New Music

Tabitha Booth looks inward on ‘Highway To The Heart’

New Jersey-based artist Tabitha Booth is a singer-songwriter with a powerful force both live and recorded. Over her career, she’s caught the attention of festival bookers and the press and now releases a fresh EP Highway To The Heart.

Starting with the title track, Tabitha sets the tone with an atmosphere of reflective lyricism and a blend of optimistic and dark instrumental melodies. The flute elements add a uniqueness; their crying melodies are slowly affected by the distortion that infects the guitar licks. Reaching heartfelt climaxes and never letting up in tempo, it leads into ‘Sleeping Close to Oblivion’.

With an echoey beginning, the track becomes an emotional, ballad-tinged poem with a grooving rhythm section. The bass and drums are tight and onward moving, leaving room for the vocals to take on a more expressive feel.

‘Cities In Dust’ is the perfect cover to throw into this EP, taking on new life and slotting wonderfully into Tabitha’s established style. Her calls, and the arrangement’s momentum all feed into all of the introspection and struggle we’ve heard so far.

The final track, ‘Truth Repeats Itself’, starts as a lower acoustic submission, but it expands into a cinematic finale. Tabitha finds her solace but remembers the journey she had to take to get there.

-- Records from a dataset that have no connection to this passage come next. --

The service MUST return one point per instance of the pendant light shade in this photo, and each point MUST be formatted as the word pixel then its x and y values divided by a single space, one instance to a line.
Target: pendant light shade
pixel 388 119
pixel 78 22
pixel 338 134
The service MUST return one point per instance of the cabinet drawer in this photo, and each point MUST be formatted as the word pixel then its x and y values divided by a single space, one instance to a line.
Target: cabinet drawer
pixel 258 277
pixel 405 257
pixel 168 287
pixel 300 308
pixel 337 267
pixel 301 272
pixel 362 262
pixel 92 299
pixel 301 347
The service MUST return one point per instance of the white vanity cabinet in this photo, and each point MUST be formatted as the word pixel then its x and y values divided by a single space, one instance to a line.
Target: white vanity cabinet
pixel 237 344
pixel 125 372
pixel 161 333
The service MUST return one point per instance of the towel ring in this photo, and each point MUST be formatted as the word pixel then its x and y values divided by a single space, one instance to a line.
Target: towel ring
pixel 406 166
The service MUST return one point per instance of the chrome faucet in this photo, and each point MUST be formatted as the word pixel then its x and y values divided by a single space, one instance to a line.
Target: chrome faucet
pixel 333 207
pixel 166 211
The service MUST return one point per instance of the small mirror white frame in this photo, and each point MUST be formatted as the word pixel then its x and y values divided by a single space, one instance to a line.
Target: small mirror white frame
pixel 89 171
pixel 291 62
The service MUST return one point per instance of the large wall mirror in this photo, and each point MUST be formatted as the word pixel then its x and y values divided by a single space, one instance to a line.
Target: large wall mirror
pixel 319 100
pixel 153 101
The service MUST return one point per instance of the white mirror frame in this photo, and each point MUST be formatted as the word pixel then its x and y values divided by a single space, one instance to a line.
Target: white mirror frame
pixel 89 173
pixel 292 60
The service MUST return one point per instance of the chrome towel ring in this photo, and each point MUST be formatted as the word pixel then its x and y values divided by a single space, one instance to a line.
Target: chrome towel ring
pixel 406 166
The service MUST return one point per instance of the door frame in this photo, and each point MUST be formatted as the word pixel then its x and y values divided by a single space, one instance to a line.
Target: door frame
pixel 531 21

Tabitha adds, “The title track, “Highway to the Heart” is a song about oppression and escape through the feminine lens. I wrote the lyrics in honour of my mother who taught me that having a big heart and willingness to give, that having empathy and emotional depth, does not, in fact, mean that the world will reciprocate any of it; they will not have etiquette, respect or gratitude; and might bleed you dry while they remain unconscious at the wheel. Confronted with this, most people will subconsciously look for an escape route… or create an identity to escape into where self-acceptance can be found. Isn’t that, in some ways, what all this AI and digital technology – innovation – serves?”